One of the many things Huckleberry Finn can teach us is that the worldview of American reactionaries has undergone remarkably little change in the past 150 years. Huck Finn's father--one of Twain's supreme creations, a character equally comic and terrifying--at one point launches into a rant that could, mutatis mutandis, issue from the mouth of any of the millions of present-day Americans (about 20% of the voting population, it appears) who constitute the rank-and-file of that amalgamation of corporate tools, right-wing anarchists, nativists, gun rights hysterics and others who seek shelter under the Tea Party's umbrella:
"Oh, yes, this is a wonderful govment, wonderful. Why, looky here. There was a
free nigger there from Ohio--a mulatter, most as white as a white man. He had
the whitest shirt on you ever see, too, and the shiniest hat; and there ain't a
man in that town that's got as fine clothes as what he had; and he had a gold
watch and chain, and a silver-headed cane--the awfulest old gray-headed nabob in
the State. And what do you think? They said he was a p'fessor in a college, and
could talk all kinds of languages, and knowed everything. And that ain't the
wust. They said he could VOTE when he was at home. Well, that let me out. Thinks
I, what is the country a-coming to? It was 'lection day, and I was just about to
go and vote myself if I warn't too drunk to get there; but when they told me
there was a State in this country where they'd let that nigger vote, I drawed
out. I says I'll never vote agin. Them's the very words I said; they all heard
me; and the country may rot for all me --I'll never vote agin as long as I live.

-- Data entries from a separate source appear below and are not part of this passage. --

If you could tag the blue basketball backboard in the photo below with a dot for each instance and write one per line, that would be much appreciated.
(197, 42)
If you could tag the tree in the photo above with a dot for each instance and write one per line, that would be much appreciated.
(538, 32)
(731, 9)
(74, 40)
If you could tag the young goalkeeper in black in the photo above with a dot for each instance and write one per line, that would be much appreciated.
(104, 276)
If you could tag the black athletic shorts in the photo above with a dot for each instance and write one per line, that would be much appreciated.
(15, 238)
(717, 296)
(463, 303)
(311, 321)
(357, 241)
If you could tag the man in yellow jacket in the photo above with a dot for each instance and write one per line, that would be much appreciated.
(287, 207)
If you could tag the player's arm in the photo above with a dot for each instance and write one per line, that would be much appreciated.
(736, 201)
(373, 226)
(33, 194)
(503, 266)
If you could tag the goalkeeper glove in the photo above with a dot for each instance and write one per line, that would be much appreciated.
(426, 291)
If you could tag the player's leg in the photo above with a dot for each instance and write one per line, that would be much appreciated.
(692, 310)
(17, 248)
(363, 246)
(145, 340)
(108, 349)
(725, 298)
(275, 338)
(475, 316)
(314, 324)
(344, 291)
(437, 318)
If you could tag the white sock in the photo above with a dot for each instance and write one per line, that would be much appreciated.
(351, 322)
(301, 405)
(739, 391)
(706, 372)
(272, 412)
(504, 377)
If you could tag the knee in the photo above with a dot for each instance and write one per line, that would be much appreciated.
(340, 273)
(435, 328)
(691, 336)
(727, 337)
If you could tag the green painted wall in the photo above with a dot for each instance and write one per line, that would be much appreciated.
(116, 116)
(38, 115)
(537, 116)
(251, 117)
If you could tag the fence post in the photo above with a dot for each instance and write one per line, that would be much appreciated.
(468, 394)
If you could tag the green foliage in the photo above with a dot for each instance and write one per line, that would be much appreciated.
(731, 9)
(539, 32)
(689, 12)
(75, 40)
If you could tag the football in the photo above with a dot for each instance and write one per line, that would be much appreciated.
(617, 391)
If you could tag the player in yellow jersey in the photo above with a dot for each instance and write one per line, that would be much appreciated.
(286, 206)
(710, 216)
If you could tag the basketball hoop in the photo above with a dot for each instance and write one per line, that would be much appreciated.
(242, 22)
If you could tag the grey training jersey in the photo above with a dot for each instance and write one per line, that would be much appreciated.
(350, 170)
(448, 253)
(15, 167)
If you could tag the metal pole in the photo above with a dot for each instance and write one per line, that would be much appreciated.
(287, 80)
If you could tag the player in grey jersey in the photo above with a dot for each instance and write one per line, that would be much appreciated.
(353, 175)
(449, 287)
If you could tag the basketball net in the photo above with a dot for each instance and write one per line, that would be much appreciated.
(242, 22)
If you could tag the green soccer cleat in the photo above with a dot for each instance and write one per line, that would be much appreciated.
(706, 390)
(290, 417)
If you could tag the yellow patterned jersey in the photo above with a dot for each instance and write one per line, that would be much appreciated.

And to see the cool way of that nigger--why, he wouldn't a give me the road if I
hadn't shoved him out o' the way. I says to the people, why ain't this nigger
put up at auction and sold?--that's what I want to know. And what do you reckon
they said? Why, they said he couldn't be sold till he'd been in the State six
months, and he hadn't been there that long yet. There, now--that's a specimen.
They call that a govment that can't sell a free nigger till he's been in the
State six months. Here's a govment that calls itself a govment, and lets on to
be a govment, and thinks it is a govment, and yet's got to set stock-still for
six whole months before it can take a hold of a prowling, thieving, infernal,
white-shirted free nigger, and--"
Imagine Pap Finn's reaction if someone told him that the president of the United States was a "mulatter p'fessor" and you will begin to understand the dark circuit of American memory from which the Tea Party draws its power.